C’est aussi le recueil d’une floraison de textes (de Rilke, Bonhoeffer, du Talmud…) surtout poétiques et spirituels vraiment magnifiques.

Premier thème : la résonance. Ce qui résonne (un visage, un propos, un morceau de musique), c’est ce qui produit un « effet » (dans le sens de « cela me fait de l’effet »), on pourrait dire aussi une vibration, un retentissement, un écho. Cet « effet » nous porte et nous élève vers un au-delà, un invisible, un infini. On est interpelé par de l’inconnu. En fait c’est le « sacré » qui suscite cette résonance. Et F. Perdrizet cite Norge : « J’appelle ‘sacré’ ce qui suscite une perception instinctive d’un ‘tout’ à travers du divers, d’un ‘ailleurs’ derrière l’apparence ». On est proche de la notion de sublime chez E. Kant. Et F. Perdrizet analyse de manière très fine la poésie et la prière comme des porteurs de résonance, comme des formes de « reliement » à l’Au-delà de tout.

Dans un deuxième temps, F. Perdrizet traite de la dignité, cette notion étant étendue à tous les êtres vivants. Reconnaître cette dignité des animaux et des plantes, c’est une manière de resituer l’homme à son humble place au sein de l’ensemble de la création ; c’est reconnaître ces êtres vivants comme des créatures de Dieu ; c’est témoigner d’une forme de gratitude pour le don qu’ils constituent ; c’est aussi témoigner d’une sollicitude (celle de ceux qui ont la « main verte ») à leur égard ; et c’est enfin témoigner d’un « résister » par rapport à tout déclassement de cette dignité.

Vient ensuite une troisième partie sur la reconnaissance. Reconnaître, c’est d’abord identifier (reconnaître un ami que l’on n’a pas vu depuis longtemps) ; c’est aussi accepter, admettre (reconnaître pour vrai un fait) ; et c’est enfin éprouver de la reconnaissance, de la gratitude.

L’imbrication des trois sens est significative. Reconnaître l’autre, c’est se refuser à le chosifier, à l’instrumentaliser, à le posséder. C’est passer du désir d’être soi-même reconnu à la gratitude vis-à-vis de l’autre « hors de prix » et également, dans son mystère, hors de toute connaissance. La reconnaissance précède la connaissance.

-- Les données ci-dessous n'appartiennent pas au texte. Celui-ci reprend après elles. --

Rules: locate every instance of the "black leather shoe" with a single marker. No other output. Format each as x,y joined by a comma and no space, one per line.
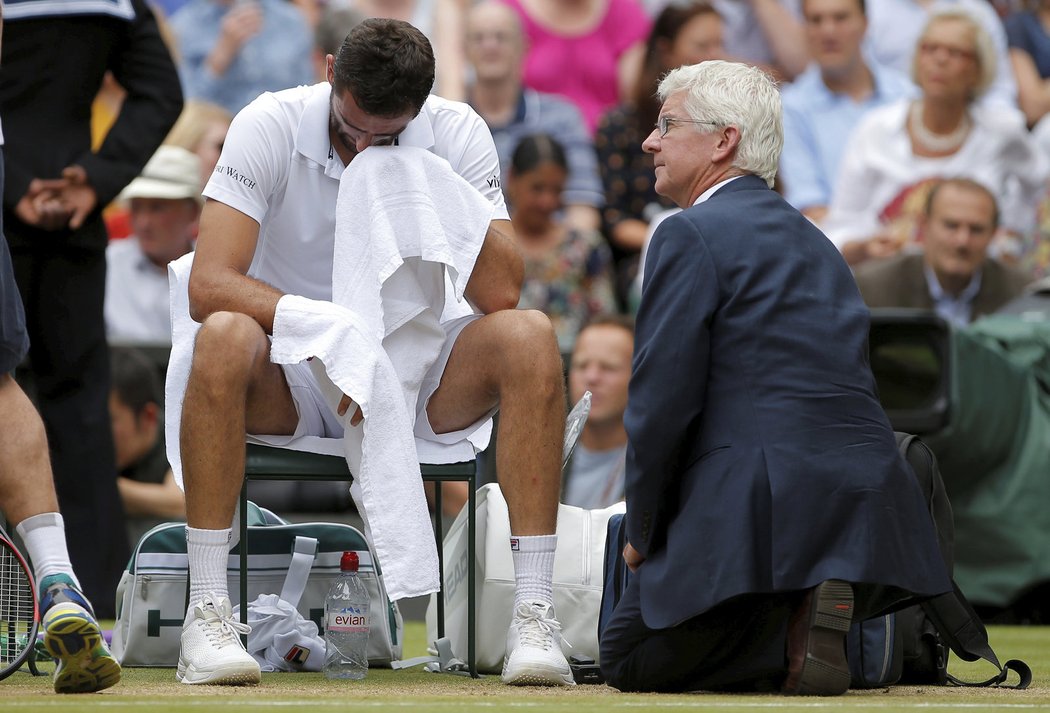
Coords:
817,641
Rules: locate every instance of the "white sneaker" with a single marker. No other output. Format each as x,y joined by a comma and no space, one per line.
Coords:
211,651
534,648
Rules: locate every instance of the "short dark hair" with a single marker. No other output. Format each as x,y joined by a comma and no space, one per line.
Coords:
860,4
965,184
134,378
386,65
534,150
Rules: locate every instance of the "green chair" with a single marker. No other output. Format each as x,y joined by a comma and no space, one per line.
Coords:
265,462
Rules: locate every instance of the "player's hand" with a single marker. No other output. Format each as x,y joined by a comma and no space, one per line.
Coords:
344,403
632,558
240,24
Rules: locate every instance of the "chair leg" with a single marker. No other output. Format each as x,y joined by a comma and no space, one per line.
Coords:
243,559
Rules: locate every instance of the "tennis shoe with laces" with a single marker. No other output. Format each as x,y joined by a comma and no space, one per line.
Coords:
74,638
211,650
534,655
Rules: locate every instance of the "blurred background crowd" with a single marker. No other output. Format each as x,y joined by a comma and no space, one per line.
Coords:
916,137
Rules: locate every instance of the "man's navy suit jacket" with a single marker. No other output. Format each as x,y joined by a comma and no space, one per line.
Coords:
759,458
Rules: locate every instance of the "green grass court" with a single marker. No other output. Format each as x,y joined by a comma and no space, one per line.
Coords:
156,691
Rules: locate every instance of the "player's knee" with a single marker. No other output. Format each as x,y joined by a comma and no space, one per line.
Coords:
531,333
227,342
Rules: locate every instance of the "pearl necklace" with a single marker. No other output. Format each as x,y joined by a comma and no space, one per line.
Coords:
940,143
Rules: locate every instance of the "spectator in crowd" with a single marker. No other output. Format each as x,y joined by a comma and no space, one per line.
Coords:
601,363
231,50
496,50
1027,35
568,272
899,149
202,129
588,51
55,58
765,33
768,33
681,34
145,480
894,27
823,105
953,275
27,500
333,28
165,202
758,456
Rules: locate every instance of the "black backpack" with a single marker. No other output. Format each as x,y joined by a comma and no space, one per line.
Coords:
911,646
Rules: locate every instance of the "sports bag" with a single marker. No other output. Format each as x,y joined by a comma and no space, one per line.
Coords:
151,596
911,646
578,579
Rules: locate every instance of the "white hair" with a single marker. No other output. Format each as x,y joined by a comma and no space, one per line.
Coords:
730,93
983,46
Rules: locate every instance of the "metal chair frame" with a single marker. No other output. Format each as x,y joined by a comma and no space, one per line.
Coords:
272,463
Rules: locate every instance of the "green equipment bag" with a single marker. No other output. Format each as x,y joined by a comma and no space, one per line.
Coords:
151,596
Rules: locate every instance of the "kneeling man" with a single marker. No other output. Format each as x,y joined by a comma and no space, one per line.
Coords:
767,503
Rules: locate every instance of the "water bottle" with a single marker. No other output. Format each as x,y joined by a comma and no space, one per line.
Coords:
347,624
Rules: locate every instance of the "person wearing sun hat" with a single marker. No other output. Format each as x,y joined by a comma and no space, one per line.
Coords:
165,204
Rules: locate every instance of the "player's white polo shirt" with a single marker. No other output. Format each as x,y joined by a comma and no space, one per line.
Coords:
279,168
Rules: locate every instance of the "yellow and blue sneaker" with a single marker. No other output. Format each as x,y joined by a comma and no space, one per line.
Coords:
72,636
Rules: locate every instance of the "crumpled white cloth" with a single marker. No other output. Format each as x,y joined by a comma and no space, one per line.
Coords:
408,231
281,638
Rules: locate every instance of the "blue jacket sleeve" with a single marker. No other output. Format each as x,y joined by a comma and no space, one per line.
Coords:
669,375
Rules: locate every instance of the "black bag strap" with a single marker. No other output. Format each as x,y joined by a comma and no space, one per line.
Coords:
963,630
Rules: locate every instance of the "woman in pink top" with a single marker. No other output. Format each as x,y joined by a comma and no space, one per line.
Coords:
586,50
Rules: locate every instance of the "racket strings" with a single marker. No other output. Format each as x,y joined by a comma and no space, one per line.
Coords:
17,607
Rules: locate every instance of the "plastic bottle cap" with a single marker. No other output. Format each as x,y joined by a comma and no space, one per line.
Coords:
350,562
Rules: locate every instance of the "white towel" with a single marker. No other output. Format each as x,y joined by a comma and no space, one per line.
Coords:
381,451
408,231
406,225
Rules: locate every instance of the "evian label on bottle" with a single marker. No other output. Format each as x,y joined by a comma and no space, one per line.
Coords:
348,620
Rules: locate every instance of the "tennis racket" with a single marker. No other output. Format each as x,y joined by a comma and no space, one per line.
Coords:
19,615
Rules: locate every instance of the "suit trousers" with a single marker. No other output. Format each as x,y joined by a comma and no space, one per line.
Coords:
63,289
738,645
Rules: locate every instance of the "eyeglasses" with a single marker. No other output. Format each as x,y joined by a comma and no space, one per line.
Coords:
352,132
664,124
954,54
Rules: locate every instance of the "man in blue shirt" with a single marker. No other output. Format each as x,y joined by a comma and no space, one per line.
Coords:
825,102
233,50
953,275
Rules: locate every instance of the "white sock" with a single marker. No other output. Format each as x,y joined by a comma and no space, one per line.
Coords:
44,538
533,558
208,551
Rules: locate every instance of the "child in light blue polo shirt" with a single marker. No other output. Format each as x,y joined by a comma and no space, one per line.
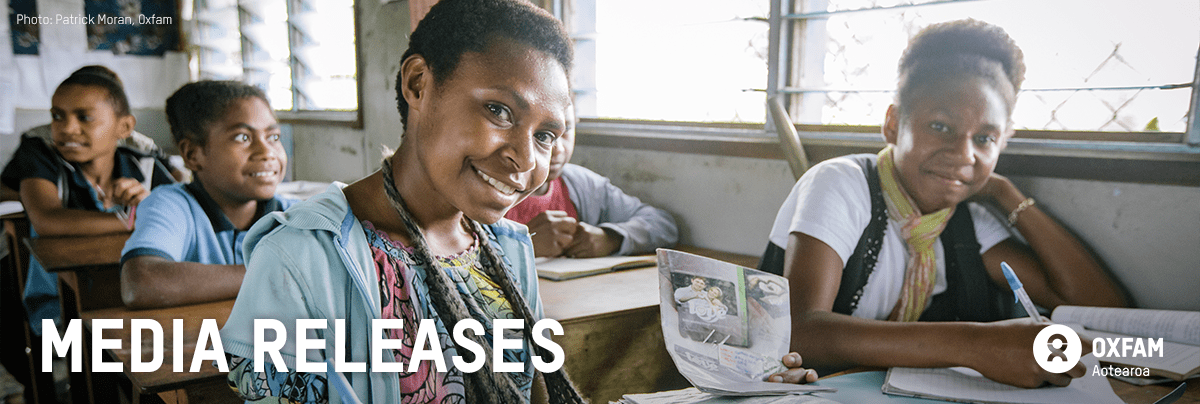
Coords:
186,247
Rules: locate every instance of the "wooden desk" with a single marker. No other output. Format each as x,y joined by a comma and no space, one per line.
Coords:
59,254
1127,392
205,386
612,332
90,266
1149,395
89,278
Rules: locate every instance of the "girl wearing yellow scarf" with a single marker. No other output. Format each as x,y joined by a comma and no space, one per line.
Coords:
945,132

La reconnaissance-gratitude est une attitude a priori, on pourrait dire « pour rien ». Cette reconnaissance est une forme de générosité gratuite comme celle qui consiste à enterrer une morte avec sa bague de diamant. Et F. Perdrizet a cette formule merveilleuse : Dieu est le portemanteau auquel on accroche cette reconnaissance « pour rien » et aussi « pour tout », sans distinction aucune.

À noter aussi le chapitre sur le ressentiment, ce frère maudit de la reconnaissance (« ressentiment », au temps de Molière, signifiait « souvenir reconnaissant »). Le ressentiment a des causes multiples ; il se manifeste en particulier vis-à-vis de celui envers qui on est objectivement en dette, ce qui vous met en devoir d’être reconnaissant, ce que l’on supporte mal par amour propre.

L’A. insiste aussi sur le fait que la reconnaissance, dans les divers sens de ce mot, implique non seulement la tendresse et l’humilité («  Nous sommes des nains assis sur les épaules de géants », B. de Chatres), mais aussi (comme le dit Simone Weil) un engagement pour la justice à rendre et pour la dignité de l’autre.

Bref, un ouvrage qui vous porte et vous apporte aussi beaucoup, entre autre par ses magnifiques citations.